Explanation for Developers

Auto-Rust utilizes Rust's powerful procedural macro system to inject code at compile time. When you use the #[llm_tool] macro:

1. Parsing: The macro parses the annotated function's signature, including its name, arguments, return type, and any doc comments.

2. Context Extraction: It extracts the code within your project, providing some context for the LLM to understand the surrounding code and project better.

3. Prompt Engineering: It constructs a prompt that includes the extracted information. This prompt is carefully designed to guide the LLM in generating a relevant and correct Rust function implementation.

4. LLM Interaction: It sends the generated prompt to an LLM API.
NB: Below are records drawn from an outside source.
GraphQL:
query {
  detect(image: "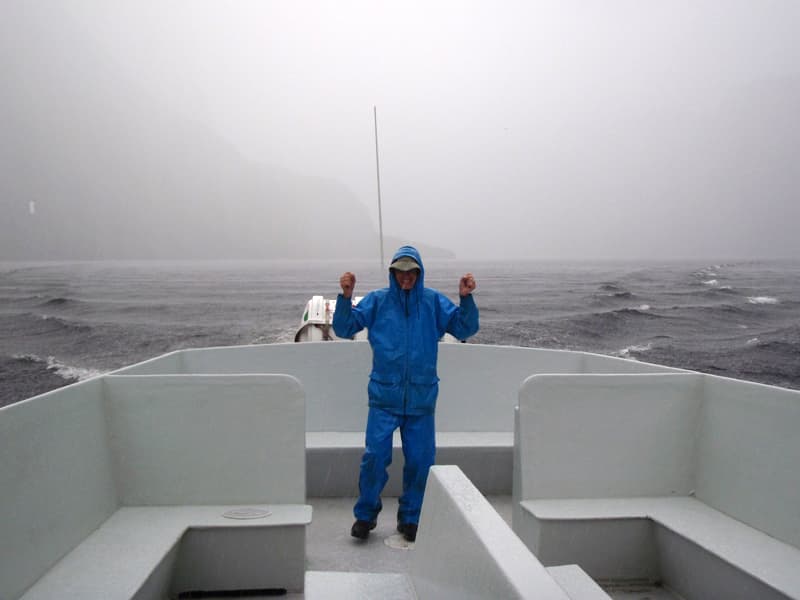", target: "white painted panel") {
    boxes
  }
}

5. Code Insertion: The LLM's response, which contains the generated Rust code, is inserted directly into your codebase, replacing the todo!() placeholder.

Limitations

• LLM Non-Determinism: LLM output can vary. You might need to experiment and iterate to achieve the desired results.
• Limited Context: Currently, Auto-Rust's context is primarily based on your function signature and doc comments. It has limited awareness of the broader project structure.
• Dependency Management: Auto-Rust does not automatically add use statements for newly introduced dependencies in the generated code.

Contributing

We welcome contributions from the Rust community! If you encounter issues, have suggestions, or want to contribute to the development of auto-rust, please feel free to open an issue or submit a pull request.

License

This project is licensed under the MIT and Apache-2.0 licenses.